Slurm Job Monitoring FAQ
Frequently asked questions about monitoring jobs, understanding job states, and checking cluster status.
Quick Links
- How do I check my job status?
- What do job states mean?
- Why is my job pending?
- How do I see detailed job information?
- How do I check completed job information?

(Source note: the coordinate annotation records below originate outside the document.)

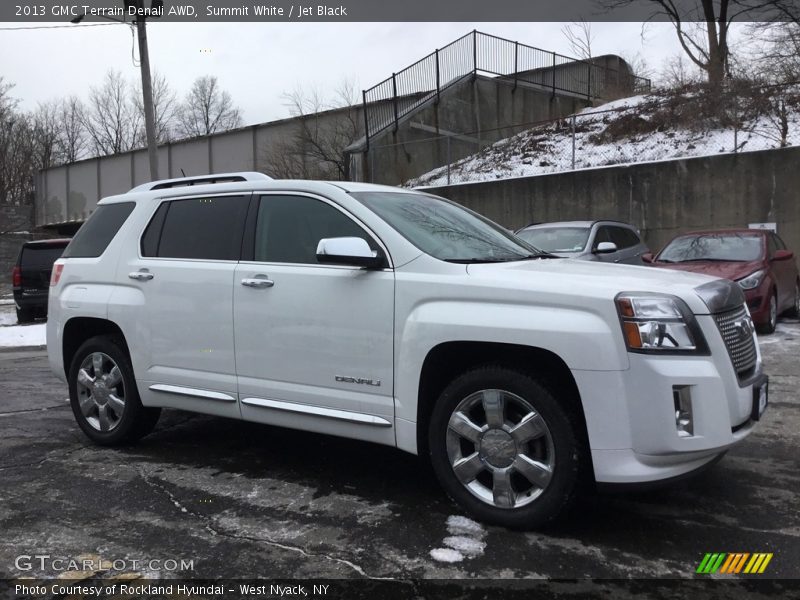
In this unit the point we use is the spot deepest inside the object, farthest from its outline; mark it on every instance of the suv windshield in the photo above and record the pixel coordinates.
(557, 239)
(723, 247)
(446, 230)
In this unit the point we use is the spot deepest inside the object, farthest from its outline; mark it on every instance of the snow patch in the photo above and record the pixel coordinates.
(548, 148)
(446, 555)
(22, 335)
(458, 525)
(465, 540)
(465, 545)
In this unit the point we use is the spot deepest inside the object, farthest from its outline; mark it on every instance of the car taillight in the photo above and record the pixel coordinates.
(56, 274)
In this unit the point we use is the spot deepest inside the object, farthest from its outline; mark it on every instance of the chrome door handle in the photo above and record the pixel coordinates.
(258, 282)
(141, 275)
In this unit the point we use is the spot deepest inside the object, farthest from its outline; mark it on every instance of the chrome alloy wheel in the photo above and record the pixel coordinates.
(500, 448)
(101, 391)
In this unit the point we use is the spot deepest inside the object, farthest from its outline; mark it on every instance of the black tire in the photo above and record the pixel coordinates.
(772, 317)
(569, 453)
(24, 315)
(794, 311)
(134, 421)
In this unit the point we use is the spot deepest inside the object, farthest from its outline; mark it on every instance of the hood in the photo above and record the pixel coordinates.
(732, 270)
(573, 279)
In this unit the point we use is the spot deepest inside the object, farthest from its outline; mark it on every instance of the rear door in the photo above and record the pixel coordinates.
(180, 303)
(314, 342)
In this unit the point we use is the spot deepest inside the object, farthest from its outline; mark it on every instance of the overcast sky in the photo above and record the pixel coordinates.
(258, 62)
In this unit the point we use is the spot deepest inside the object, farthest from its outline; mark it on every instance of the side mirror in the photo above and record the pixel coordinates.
(605, 248)
(348, 251)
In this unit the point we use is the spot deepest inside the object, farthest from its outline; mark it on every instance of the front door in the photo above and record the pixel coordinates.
(177, 304)
(314, 343)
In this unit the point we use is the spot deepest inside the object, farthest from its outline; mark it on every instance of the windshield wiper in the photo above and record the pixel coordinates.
(710, 260)
(471, 261)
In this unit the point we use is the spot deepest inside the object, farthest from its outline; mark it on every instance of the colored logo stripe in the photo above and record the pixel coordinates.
(734, 563)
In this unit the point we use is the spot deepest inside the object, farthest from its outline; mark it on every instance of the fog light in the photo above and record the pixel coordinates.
(683, 410)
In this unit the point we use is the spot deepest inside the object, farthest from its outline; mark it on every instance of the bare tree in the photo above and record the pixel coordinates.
(72, 139)
(46, 135)
(580, 37)
(207, 109)
(112, 121)
(323, 129)
(16, 150)
(677, 73)
(702, 26)
(165, 108)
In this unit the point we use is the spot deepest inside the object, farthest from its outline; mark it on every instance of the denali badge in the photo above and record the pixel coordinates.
(346, 379)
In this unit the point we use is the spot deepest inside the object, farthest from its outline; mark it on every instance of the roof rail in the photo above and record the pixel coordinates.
(164, 184)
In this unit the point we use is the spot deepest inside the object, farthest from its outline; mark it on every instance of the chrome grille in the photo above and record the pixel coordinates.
(738, 339)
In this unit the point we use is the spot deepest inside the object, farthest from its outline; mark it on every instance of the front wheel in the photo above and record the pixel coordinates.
(505, 449)
(103, 394)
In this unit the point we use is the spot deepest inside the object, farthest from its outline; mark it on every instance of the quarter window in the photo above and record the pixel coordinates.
(289, 228)
(199, 228)
(96, 234)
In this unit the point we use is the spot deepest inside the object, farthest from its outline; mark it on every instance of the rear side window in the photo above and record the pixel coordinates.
(623, 237)
(199, 228)
(96, 234)
(40, 257)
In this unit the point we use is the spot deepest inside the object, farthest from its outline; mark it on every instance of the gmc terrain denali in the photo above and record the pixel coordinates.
(401, 318)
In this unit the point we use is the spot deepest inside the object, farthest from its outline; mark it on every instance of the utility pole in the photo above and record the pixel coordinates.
(147, 93)
(147, 87)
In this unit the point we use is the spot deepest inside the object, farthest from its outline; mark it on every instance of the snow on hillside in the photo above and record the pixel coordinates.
(637, 129)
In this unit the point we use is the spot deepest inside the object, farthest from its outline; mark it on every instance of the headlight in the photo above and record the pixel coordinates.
(658, 323)
(752, 281)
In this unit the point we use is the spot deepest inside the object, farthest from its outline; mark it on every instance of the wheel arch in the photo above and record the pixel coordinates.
(79, 329)
(447, 360)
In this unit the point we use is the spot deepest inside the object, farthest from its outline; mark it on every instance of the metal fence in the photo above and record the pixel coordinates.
(478, 52)
(634, 131)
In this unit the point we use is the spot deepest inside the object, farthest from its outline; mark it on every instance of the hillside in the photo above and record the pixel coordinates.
(658, 126)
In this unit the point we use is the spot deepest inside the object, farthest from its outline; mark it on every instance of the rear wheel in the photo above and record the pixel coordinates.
(103, 394)
(772, 316)
(504, 448)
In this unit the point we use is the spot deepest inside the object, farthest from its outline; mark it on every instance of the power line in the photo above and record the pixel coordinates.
(70, 26)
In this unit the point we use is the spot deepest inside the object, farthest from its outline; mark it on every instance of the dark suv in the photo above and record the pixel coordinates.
(30, 277)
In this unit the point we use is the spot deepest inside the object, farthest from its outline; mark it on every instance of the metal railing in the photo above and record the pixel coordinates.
(476, 52)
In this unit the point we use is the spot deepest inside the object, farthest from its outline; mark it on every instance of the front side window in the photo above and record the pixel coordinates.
(718, 247)
(96, 233)
(289, 228)
(557, 239)
(199, 228)
(444, 229)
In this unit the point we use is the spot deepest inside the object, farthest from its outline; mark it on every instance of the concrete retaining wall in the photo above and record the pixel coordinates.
(661, 198)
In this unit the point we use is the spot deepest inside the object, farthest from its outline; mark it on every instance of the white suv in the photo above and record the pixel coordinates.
(401, 318)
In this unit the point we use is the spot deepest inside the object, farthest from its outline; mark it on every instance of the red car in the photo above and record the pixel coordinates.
(756, 259)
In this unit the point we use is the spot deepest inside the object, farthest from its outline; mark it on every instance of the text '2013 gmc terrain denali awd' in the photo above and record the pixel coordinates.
(401, 318)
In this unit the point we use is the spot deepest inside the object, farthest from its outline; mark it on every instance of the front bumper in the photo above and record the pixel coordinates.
(631, 415)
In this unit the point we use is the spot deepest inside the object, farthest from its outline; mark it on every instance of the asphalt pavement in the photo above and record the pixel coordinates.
(244, 500)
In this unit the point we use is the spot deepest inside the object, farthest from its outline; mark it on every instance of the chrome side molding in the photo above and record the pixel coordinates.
(193, 392)
(317, 411)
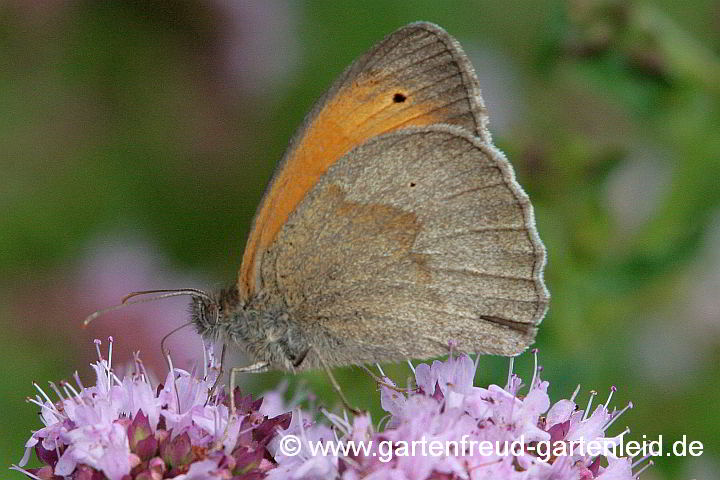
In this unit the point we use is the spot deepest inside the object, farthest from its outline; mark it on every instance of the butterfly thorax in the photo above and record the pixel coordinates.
(260, 328)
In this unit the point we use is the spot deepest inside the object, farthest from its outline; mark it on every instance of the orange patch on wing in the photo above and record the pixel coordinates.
(354, 115)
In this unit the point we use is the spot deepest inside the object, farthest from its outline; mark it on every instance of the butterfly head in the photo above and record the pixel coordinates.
(212, 313)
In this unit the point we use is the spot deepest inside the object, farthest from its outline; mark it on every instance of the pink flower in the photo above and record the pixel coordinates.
(128, 428)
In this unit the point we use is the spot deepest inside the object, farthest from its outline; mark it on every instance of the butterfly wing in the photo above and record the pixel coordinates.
(416, 76)
(413, 239)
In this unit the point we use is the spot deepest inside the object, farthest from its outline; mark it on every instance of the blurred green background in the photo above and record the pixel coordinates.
(137, 137)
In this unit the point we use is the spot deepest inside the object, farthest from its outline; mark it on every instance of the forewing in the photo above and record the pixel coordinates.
(416, 76)
(413, 240)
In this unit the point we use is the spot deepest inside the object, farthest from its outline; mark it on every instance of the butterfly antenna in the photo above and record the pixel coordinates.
(166, 293)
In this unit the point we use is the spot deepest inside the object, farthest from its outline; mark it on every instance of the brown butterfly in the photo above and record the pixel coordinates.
(391, 227)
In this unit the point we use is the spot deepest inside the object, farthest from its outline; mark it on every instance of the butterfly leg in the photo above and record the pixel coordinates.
(258, 367)
(336, 386)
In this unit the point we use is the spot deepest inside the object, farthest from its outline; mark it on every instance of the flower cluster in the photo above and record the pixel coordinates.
(446, 406)
(125, 429)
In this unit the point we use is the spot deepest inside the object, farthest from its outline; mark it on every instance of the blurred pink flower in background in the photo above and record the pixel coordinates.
(113, 266)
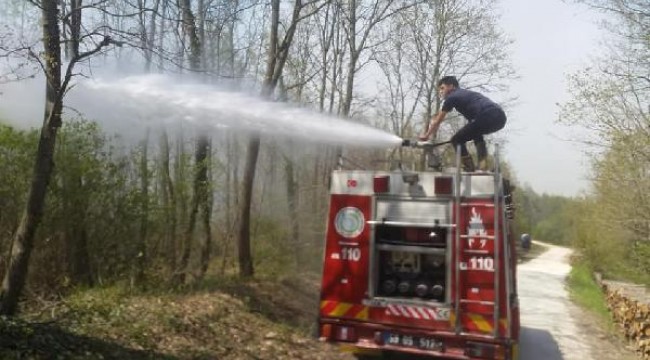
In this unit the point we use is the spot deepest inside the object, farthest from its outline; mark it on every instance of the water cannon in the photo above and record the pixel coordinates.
(422, 144)
(434, 160)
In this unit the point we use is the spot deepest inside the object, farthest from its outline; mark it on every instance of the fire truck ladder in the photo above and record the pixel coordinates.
(461, 240)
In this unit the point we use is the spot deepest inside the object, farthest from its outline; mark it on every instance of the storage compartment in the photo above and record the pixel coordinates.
(420, 236)
(405, 272)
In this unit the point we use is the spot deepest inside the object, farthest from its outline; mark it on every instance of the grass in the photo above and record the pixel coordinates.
(586, 292)
(535, 250)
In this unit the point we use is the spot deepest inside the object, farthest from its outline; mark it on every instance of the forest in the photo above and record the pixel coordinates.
(170, 206)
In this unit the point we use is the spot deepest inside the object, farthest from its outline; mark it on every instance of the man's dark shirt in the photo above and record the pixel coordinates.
(468, 103)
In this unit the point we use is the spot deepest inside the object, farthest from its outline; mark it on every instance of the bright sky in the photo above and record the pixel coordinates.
(553, 38)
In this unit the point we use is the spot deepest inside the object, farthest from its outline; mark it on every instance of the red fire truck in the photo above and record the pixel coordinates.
(420, 263)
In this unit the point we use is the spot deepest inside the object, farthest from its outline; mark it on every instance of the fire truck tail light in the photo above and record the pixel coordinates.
(484, 351)
(379, 339)
(443, 185)
(381, 184)
(326, 331)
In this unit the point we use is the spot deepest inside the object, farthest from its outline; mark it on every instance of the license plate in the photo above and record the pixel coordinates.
(418, 342)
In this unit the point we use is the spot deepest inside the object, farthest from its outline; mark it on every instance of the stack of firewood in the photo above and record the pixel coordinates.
(631, 311)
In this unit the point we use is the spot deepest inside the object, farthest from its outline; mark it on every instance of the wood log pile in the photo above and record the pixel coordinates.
(630, 306)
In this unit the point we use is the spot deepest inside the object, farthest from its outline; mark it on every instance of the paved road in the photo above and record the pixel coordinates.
(549, 331)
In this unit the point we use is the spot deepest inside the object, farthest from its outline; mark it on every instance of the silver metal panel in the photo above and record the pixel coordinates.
(413, 211)
(477, 185)
(360, 182)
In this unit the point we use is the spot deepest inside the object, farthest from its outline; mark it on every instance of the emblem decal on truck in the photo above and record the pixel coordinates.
(349, 222)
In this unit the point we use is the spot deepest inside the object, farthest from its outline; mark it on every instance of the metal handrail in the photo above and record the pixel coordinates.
(497, 245)
(457, 200)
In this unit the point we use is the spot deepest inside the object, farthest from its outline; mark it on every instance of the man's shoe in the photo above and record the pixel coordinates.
(483, 165)
(467, 163)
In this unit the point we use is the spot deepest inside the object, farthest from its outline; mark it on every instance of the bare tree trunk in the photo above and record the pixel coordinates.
(277, 56)
(292, 203)
(200, 194)
(141, 256)
(169, 200)
(206, 194)
(244, 247)
(23, 241)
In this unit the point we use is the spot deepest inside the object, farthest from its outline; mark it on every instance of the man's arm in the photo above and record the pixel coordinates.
(434, 125)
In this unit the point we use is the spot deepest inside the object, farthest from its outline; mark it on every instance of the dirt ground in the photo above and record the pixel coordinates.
(553, 328)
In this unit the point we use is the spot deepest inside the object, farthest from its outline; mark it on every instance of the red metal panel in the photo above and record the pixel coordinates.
(426, 317)
(345, 278)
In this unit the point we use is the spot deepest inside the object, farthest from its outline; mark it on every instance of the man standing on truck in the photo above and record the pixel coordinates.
(484, 117)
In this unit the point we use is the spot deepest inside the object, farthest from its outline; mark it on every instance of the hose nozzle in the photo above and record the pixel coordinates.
(415, 143)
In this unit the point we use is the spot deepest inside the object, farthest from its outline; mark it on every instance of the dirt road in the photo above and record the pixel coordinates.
(553, 328)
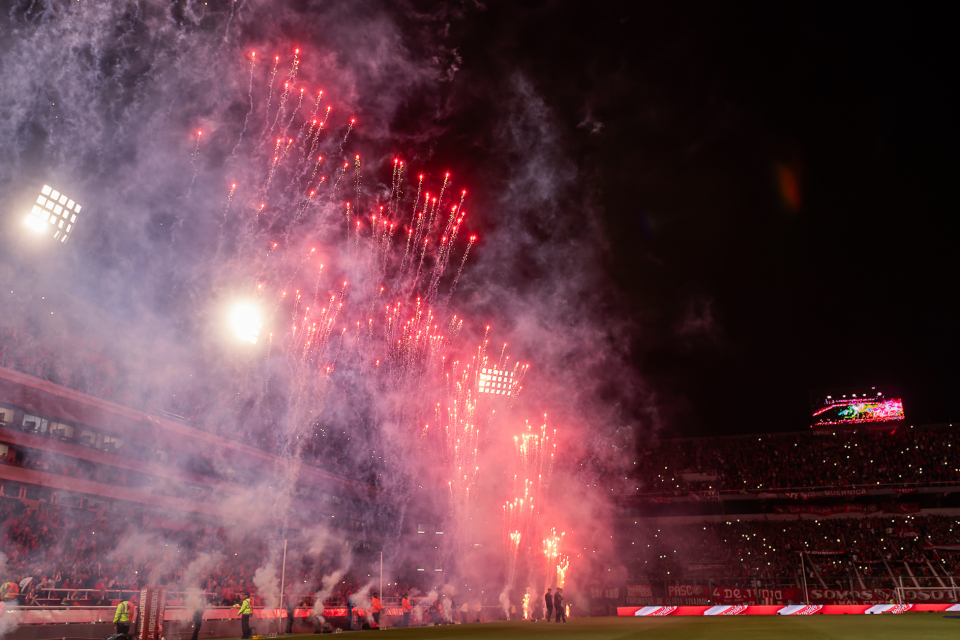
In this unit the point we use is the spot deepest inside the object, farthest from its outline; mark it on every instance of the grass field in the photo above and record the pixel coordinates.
(908, 626)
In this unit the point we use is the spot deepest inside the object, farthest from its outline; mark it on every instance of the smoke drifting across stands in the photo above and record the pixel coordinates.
(213, 173)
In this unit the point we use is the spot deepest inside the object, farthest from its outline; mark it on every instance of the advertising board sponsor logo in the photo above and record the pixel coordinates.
(686, 591)
(879, 596)
(739, 595)
(639, 591)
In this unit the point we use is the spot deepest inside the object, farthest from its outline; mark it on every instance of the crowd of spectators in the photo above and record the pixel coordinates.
(67, 558)
(916, 456)
(833, 548)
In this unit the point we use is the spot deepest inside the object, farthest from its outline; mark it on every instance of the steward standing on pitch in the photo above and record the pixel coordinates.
(407, 608)
(376, 608)
(122, 617)
(246, 608)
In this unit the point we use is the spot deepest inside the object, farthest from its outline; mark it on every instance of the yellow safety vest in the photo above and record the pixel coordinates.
(123, 612)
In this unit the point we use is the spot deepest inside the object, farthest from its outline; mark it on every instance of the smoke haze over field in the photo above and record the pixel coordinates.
(208, 179)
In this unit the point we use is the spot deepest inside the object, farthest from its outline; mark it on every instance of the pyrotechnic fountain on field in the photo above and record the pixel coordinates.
(309, 281)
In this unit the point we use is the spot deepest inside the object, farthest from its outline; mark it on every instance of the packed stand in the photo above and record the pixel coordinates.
(91, 560)
(834, 548)
(910, 456)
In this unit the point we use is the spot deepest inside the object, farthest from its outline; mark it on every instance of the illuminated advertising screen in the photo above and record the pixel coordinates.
(855, 406)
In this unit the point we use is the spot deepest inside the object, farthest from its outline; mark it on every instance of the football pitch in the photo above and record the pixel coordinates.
(907, 626)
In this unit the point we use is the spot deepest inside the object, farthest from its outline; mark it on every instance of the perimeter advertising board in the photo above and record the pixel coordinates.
(153, 604)
(743, 595)
(675, 594)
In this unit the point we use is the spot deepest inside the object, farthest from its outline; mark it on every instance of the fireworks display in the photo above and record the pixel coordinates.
(306, 277)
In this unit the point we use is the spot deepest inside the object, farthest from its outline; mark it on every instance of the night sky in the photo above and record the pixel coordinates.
(772, 185)
(776, 186)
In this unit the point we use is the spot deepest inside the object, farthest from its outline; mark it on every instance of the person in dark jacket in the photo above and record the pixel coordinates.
(349, 611)
(197, 621)
(291, 609)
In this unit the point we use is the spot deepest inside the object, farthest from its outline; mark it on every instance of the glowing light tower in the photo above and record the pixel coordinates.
(246, 323)
(53, 213)
(497, 381)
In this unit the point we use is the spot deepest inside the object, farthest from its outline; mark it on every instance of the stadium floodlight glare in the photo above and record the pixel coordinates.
(53, 213)
(246, 323)
(496, 381)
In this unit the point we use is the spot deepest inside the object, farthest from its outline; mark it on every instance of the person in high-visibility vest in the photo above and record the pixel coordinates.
(246, 609)
(122, 617)
(9, 591)
(407, 608)
(376, 608)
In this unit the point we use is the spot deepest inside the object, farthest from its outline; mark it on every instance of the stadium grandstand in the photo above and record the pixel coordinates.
(829, 516)
(105, 489)
(89, 462)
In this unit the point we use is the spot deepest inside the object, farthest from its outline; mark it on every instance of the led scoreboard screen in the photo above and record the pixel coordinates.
(855, 406)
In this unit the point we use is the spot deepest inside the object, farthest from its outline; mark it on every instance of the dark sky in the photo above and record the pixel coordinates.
(777, 184)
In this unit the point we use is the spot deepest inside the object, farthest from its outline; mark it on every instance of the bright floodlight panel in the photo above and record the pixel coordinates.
(496, 381)
(53, 212)
(855, 406)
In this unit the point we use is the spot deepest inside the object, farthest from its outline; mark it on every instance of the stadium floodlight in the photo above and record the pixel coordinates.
(245, 320)
(496, 381)
(53, 213)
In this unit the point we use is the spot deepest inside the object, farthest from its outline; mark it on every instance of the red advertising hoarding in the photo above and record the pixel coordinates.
(153, 604)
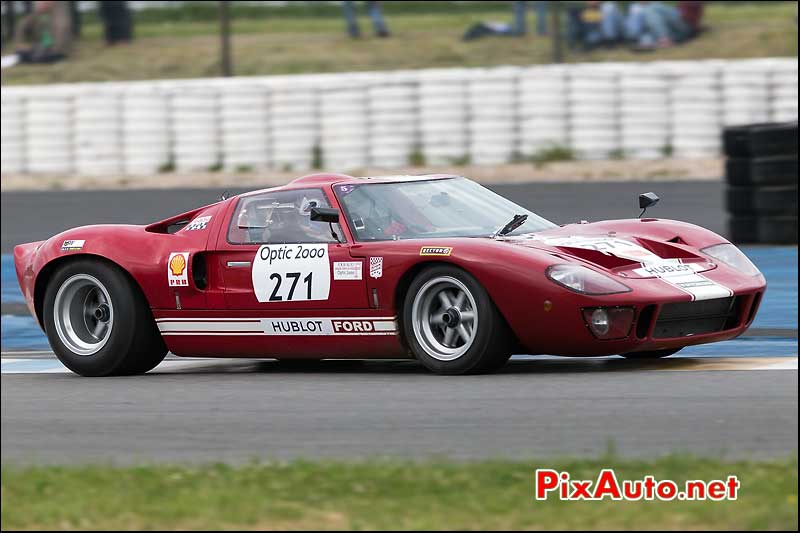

- How do I check job efficiency?
- How do I check cluster availability?
- How do I see node details?
- What QOS and accounts can I use?
- How do I cancel jobs?
- Can I modify a pending job?
How do I check my job status?
Use squeue to view your jobs:
$ squeue -u $USER JOBID PARTITION NAME USER ST TIME NODES NODELIST(REASON) 123456 compute analysis unityID R 2:15:30 1 c001n01 123457 compute preprocess unityID PD 0:00 1 (Priority)
Key columns:
- JOBID - Unique job identifier
- ST - Job state (R=running, PD=pending)
- TIME - Elapsed time for running jobs
- NODELIST(REASON) - Node assignment or pending reason
Show more details
squeue -u $USER -l
Show only running jobs
squeue -u $USER -t RUNNING
Show only pending jobs
squeue -u $USER -t PENDING
What do job states mean?
| State | Code | Description |
|---|---|---|
| PENDING | PD | Waiting for resources or dependencies |
| RUNNING | R | Currently executing |
| COMPLETING | CG | Finishing up (epilog running) |
| COMPLETED | CD | Finished successfully (exit code 0) |
| FAILED | F | Finished with non-zero exit code |
| TIMEOUT | TO | Exceeded time limit |
| CANCELLED | CA | Cancelled by user or admin |
| NODE_FAIL | NF | Node failure during execution |
| OUT_OF_MEMORY | OOM | Exceeded memory limit |
Why is my job pending?
The REASON column in squeue output explains why:
| Reason | Meaning | Action |
|---|---|---|
| Priority | Other jobs have higher priority | Wait, or use short QOS for small jobs |
| Resources | Waiting for requested resources to become available | Wait, or reduce resource request |
| QOSMaxCpuPerUserLimit | You've hit your CPU limit for this QOS | Wait for running jobs to finish |
| QOSMaxJobsPerUserLimit | You've hit your job count limit | Wait for running jobs to finish |
| Dependency | Waiting for dependent job to complete | Wait for dependency to resolve |
| PartitionNodeLimit | Requesting more nodes than partition allows | Reduce node count |
| PartitionTimeLimit | Requested time exceeds partition limit | Reduce time or use different QOS |
| ReqNodeNotAvail | Required nodes are down or reserved | Remove constraint or wait |
| AssocGrpCPURunMinutesLimit | Account has used allocation | Contact HPC support |
See Job Priority and Fairshare for details on how job priority is calculated.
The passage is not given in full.